Sus novelas narran horripilantes asesinatos, robos, estafas, sobornos y secretos humillantes. Pero esos ni siquiera son los temas más importantes de las historias que narra el galardonado escritor cubano Leonardo Padura.
Durante las últimas cuatro décadas, Padura, de 68 años, ha conseguido convertir su serie de novelas policiales en una crónica social y política de Cuba, especialmente de La Habana, donde ha vivido toda su vida. La isla que retrata en sus libros –que se han traducido a decenas de idiomas– es una mezcla de privaciones económicas, sincretismo afrodescendiente, corrupción, picardía, música edificante y desigualdad creciente, todo ello aderezado por una revolución que marcó el siglo XX.
“Escribo sobre los problemas de los individuos en la sociedad cubana. Y a menudo, en mis libros, más que conflictos dramáticos entre los personajes, se encuentra un conflicto social entre los personajes y su tiempo histórico”, dijo Padura en una entrevista en su casa de Mantilla, el populoso barrio habanero donde nació, creció y se casó.

El aroma del café recién hecho está en el aire, así como el gorjeo de los pájaros que habitan el patio donde están enterrados sus perros. En un estudio cercano, su mujer, la guionista Lucía López Coll, trabaja con una laptop.
Es también en esta casa donde nació Mario Conde, el personaje principal de la obra de Padura. El detective abatido, nostálgico y fumador empedernido acompaña a Padura desde 1991, cuando se publicó Pasado perfecto, la primera de la serie Cuarteto de La Habana con Conde como protagonista. Seguirle la pista al detective Conde es casi como tomarle el pulso a la Cuba de los últimos años.
Su última aparición fue en la novela de 2020 Personas Decentes en la que, ya con más de 60 años, Conde se ve envuelto en la investigación de un homicidio –y caso de corrupción– con el telón de fondo de la histórica visita en 2016 del expresidente estadounidense Barack Obama y los Rolling Stones a la isla. “Este personaje viene de un barrio parecido al mío”, dice Padura. “Es un hombre de mi generación. Su visión de la realidad ha evolucionado porque yo he evolucionado, y su sentimiento de desencanto tiene mucho que ver con la forma en que hemos estado viviendo todos estos años”.
Reflexionando sobre la situación de Cuba tras el endurecimiento de las sanciones de Estados Unidos durante la administración del presidente Donald Trump y el impacto de la pandemia del coronavirus, Padura dice que la isla apenas se ha arrastrado para salir de la crisis y aún no ha podido recuperarse.
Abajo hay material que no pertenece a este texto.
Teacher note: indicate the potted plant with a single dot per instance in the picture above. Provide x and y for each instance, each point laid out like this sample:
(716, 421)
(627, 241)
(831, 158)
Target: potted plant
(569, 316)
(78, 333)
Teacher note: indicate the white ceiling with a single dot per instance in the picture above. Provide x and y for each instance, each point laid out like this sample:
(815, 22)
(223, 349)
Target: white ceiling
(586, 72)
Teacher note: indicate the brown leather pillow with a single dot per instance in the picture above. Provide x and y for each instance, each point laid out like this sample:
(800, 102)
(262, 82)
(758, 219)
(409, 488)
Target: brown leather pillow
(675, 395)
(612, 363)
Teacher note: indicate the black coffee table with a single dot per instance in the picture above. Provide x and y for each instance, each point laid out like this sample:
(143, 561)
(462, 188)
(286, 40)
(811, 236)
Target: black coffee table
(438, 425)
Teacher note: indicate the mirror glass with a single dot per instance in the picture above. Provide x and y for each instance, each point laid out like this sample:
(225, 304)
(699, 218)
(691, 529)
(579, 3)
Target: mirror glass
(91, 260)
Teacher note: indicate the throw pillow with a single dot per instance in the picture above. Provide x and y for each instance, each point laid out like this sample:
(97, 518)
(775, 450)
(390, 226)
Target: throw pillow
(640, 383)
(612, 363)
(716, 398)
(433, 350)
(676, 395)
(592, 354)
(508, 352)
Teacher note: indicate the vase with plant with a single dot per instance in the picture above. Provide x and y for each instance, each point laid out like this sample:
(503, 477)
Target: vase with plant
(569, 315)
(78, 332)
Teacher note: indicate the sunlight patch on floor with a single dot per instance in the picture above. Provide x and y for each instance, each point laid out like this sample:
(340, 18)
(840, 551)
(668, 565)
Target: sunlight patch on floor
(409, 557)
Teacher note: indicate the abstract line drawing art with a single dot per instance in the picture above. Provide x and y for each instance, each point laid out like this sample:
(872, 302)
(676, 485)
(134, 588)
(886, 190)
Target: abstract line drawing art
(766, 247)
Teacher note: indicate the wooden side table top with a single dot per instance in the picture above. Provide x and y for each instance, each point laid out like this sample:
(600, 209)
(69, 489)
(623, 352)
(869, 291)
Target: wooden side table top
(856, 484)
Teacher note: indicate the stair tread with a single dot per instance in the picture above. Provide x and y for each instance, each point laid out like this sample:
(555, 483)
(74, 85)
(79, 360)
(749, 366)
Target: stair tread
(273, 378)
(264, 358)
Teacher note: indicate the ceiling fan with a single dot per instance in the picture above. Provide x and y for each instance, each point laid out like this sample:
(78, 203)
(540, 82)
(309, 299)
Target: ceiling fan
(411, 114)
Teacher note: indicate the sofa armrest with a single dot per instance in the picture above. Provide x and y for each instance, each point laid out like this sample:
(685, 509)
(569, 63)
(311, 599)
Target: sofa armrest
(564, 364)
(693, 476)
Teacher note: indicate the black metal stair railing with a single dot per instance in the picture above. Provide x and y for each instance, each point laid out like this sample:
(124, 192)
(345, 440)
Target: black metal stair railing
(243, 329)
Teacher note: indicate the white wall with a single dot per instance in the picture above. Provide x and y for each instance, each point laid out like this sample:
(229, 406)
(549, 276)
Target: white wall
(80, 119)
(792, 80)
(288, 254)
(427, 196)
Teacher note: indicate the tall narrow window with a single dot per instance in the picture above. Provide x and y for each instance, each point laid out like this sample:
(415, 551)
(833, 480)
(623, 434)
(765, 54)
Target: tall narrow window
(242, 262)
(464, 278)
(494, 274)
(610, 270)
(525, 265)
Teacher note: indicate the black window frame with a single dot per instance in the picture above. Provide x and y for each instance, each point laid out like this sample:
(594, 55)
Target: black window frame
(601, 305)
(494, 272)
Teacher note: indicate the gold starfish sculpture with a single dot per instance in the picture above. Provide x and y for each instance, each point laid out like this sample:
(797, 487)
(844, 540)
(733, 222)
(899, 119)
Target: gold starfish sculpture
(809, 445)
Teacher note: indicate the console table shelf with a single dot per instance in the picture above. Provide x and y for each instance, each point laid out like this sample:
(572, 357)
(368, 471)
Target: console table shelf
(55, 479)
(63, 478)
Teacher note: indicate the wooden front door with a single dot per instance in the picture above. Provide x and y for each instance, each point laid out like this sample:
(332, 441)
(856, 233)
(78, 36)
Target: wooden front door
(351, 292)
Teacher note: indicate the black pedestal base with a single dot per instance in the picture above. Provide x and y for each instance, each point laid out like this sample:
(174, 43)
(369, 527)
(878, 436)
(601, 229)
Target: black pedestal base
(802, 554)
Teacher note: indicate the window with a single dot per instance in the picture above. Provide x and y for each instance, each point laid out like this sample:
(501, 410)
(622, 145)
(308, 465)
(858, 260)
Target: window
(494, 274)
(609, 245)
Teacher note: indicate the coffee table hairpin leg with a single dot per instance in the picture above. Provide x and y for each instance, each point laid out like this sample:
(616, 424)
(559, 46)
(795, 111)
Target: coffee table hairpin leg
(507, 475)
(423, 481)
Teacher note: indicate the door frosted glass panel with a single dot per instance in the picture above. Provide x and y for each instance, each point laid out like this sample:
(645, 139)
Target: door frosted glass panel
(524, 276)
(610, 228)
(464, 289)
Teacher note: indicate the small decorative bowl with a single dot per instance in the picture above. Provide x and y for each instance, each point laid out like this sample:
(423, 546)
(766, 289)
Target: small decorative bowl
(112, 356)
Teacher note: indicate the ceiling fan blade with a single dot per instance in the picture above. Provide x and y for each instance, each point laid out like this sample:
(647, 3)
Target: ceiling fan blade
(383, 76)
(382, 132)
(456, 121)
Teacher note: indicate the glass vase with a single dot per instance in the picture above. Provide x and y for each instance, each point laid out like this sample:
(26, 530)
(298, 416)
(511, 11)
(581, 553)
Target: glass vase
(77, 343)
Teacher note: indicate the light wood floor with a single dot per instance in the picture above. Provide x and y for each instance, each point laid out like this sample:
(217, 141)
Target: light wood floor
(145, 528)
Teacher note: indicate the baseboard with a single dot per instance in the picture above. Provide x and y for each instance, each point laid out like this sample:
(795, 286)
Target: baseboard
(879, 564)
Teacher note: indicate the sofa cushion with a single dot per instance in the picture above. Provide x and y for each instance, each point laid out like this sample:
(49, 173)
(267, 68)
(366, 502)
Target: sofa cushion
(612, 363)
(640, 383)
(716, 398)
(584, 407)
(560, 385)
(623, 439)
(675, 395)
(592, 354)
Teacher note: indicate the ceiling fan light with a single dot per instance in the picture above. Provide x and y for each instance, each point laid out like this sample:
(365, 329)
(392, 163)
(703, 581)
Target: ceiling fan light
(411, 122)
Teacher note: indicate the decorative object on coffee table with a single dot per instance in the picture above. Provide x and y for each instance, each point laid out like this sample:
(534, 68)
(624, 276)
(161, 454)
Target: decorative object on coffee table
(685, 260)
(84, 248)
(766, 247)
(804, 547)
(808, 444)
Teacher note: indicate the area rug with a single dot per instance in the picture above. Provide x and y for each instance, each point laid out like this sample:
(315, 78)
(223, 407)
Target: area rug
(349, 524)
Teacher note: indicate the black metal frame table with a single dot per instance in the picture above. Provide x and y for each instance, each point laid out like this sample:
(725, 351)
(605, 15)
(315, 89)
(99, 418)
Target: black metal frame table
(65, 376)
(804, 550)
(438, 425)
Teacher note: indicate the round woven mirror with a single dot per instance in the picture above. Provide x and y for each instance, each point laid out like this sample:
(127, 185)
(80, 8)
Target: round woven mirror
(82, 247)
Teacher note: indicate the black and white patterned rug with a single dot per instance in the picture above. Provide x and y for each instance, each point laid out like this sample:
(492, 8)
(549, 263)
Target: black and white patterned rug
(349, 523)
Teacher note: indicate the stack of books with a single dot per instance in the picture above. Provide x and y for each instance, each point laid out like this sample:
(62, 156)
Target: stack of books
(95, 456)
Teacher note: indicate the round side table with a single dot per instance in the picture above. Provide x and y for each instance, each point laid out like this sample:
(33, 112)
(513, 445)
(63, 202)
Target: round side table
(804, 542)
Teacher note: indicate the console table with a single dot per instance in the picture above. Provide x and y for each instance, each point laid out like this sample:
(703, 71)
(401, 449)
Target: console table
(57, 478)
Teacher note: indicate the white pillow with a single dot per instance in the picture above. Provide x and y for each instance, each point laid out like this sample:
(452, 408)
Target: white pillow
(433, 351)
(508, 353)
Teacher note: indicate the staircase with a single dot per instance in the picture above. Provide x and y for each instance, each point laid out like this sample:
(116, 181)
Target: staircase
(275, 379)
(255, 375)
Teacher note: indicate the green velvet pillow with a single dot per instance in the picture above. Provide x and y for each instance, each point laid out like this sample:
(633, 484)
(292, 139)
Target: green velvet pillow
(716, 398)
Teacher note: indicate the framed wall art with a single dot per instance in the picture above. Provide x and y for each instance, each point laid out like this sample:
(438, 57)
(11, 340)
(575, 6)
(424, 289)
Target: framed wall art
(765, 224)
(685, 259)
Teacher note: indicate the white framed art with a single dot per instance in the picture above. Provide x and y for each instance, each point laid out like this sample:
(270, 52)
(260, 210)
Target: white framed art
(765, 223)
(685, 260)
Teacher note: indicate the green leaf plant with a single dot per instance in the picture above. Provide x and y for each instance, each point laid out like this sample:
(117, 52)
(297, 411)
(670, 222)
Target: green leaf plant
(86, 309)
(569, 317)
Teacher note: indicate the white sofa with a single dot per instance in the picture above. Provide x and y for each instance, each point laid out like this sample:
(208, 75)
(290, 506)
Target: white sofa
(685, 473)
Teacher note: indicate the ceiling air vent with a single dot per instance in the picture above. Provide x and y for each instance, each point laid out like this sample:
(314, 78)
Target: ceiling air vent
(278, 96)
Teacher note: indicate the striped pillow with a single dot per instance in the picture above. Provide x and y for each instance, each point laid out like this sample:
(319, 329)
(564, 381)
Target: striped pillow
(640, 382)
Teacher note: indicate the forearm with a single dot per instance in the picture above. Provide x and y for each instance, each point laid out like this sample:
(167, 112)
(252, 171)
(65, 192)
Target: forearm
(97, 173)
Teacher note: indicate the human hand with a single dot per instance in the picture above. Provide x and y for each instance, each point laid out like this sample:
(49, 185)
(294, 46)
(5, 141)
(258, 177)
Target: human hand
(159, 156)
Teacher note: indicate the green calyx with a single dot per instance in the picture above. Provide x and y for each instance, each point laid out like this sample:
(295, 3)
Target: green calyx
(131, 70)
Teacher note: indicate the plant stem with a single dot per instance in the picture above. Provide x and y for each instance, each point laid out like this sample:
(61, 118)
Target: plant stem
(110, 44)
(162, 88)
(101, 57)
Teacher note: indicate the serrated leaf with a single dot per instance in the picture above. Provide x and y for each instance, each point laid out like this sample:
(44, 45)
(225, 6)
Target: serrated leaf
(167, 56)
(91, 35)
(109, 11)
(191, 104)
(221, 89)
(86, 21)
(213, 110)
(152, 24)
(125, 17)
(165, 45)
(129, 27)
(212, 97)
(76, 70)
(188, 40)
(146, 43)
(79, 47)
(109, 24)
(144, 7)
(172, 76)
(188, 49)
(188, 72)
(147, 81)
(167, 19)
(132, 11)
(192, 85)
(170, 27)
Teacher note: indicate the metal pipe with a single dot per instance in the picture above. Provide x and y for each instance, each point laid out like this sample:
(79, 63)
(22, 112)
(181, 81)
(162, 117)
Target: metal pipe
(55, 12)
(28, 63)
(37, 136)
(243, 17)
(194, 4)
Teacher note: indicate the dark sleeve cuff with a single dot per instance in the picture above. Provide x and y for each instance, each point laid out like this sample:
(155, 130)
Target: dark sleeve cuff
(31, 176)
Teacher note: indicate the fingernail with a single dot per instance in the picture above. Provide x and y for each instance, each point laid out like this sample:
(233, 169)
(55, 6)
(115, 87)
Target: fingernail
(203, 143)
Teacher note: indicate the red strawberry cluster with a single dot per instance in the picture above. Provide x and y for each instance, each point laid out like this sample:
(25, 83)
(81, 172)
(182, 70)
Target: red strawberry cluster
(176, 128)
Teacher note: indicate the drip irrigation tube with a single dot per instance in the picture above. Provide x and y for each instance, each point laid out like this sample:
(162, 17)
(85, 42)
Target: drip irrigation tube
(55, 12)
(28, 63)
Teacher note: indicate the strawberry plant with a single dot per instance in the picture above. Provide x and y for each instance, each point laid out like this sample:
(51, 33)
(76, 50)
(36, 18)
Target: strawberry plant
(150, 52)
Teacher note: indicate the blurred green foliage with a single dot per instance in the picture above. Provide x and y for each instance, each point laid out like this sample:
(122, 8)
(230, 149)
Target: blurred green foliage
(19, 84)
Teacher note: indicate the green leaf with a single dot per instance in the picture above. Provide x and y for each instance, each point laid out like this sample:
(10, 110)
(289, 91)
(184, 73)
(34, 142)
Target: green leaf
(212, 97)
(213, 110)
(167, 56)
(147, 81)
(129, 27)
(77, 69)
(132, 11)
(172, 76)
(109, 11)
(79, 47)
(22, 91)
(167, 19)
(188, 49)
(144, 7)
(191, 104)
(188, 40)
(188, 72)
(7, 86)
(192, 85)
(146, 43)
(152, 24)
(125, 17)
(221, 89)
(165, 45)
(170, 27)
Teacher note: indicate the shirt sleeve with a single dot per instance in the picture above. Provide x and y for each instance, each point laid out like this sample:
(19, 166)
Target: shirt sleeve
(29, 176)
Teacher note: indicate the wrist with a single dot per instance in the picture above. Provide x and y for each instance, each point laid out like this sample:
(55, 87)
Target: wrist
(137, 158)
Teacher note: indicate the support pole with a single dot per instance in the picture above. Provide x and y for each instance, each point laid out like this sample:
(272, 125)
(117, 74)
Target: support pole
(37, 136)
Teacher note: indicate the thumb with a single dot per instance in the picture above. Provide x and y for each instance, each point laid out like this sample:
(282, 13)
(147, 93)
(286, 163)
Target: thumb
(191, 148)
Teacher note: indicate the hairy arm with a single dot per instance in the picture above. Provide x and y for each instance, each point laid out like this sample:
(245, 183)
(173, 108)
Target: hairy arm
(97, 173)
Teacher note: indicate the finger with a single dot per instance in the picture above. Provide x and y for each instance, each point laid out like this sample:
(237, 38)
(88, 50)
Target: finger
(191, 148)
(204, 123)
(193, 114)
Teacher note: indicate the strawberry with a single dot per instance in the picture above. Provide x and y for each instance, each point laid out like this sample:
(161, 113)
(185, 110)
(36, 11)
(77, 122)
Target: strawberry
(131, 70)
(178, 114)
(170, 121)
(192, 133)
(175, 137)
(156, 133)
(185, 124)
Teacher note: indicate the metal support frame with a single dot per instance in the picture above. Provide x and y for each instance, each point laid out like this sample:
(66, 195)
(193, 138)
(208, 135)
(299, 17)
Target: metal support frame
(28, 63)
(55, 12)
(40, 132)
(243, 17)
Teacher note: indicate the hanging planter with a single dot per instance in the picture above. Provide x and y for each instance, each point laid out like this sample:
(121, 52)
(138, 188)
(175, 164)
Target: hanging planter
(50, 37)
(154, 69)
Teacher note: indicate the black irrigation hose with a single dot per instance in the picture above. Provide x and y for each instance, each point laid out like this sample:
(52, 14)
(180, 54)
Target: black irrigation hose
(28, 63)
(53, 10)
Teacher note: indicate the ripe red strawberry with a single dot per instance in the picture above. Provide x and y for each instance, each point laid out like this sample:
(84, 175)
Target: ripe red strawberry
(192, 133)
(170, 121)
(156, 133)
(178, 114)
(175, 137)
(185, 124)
Señala la falta de alimentos y medicamentos, el aumento de los precios y el deterioro de los sistemas de salud y educación, mientras los cubanos lidian con la escasez de combustible y los constantes apagones. “Hay un cansancio histórico”, afirma. “La gente está cansada, no tiene alternativas y busca una emigrando”.
El cronista de voz suave destaca otro impacto de la actual crisis económica de Cuba: una ola de protestas y manifestaciones populares que no se había visto en décadas. “El grito principal era por comida y electricidad”, recuerda Padura sobre las protestas de 2021 y, más recientemente, de marzo. “Pero la gente también gritaba ‘¡Libertad!’. La falta de comida y electricidad podría haberse solucionado arreglando algunas centrales termoeléctricas y con un poco de arroz y azúcar... pero de lo otro no se ha hablado... y creo que es algo que debería discutirse en profundidad”.
Nacido en 1955, Leonardo de la Caridad Padura Fuentes estudió Literatura en la Universidad de La Habana y trabajó como periodista para medios de comunicación estatales en la década de 1980. Ha ganado varios premios importantes, entre ellos el Premio Hammett, otorgado por la Asociación Internacional de Escritores Policíacos, en dos ocasiones (1998 y 2006); el Premio Nacional de Literatura de Cuba en 2012, y el Premio Princesa de Asturias de las Letras en España en 2015.

En 2016, Netflix estrenó Cuatro estaciones en La Habana, una miniserie protagonizada por el detective Conde. A pesar del reconocimiento internacional, sólo unos pocos libros de Padura se han publicado en Cuba, y cuando lo hacen, sólo se imprimen unos pocos ejemplares. Además, debido a su visión crítica, a veces oscura, de la isla, su obra apenas se promociona o menciona en los medios de comunicación oficiales.
A diferencia de muchos escritores e intelectuales que en los últimos años decidieron abandonar Cuba, Padura –que viaja mucho– está decidido a quedarse. “Tengo muchas razones para vivir fuera de Cuba, pero creo que pesan más las que me mantienen aquí. Una de ellas es mi sentido de pertenencia”, afirma. “Tengo un fuerte sentido de pertenencia a una realidad, a una cultura, a una forma de ver la vida, a una manera de expresarme”.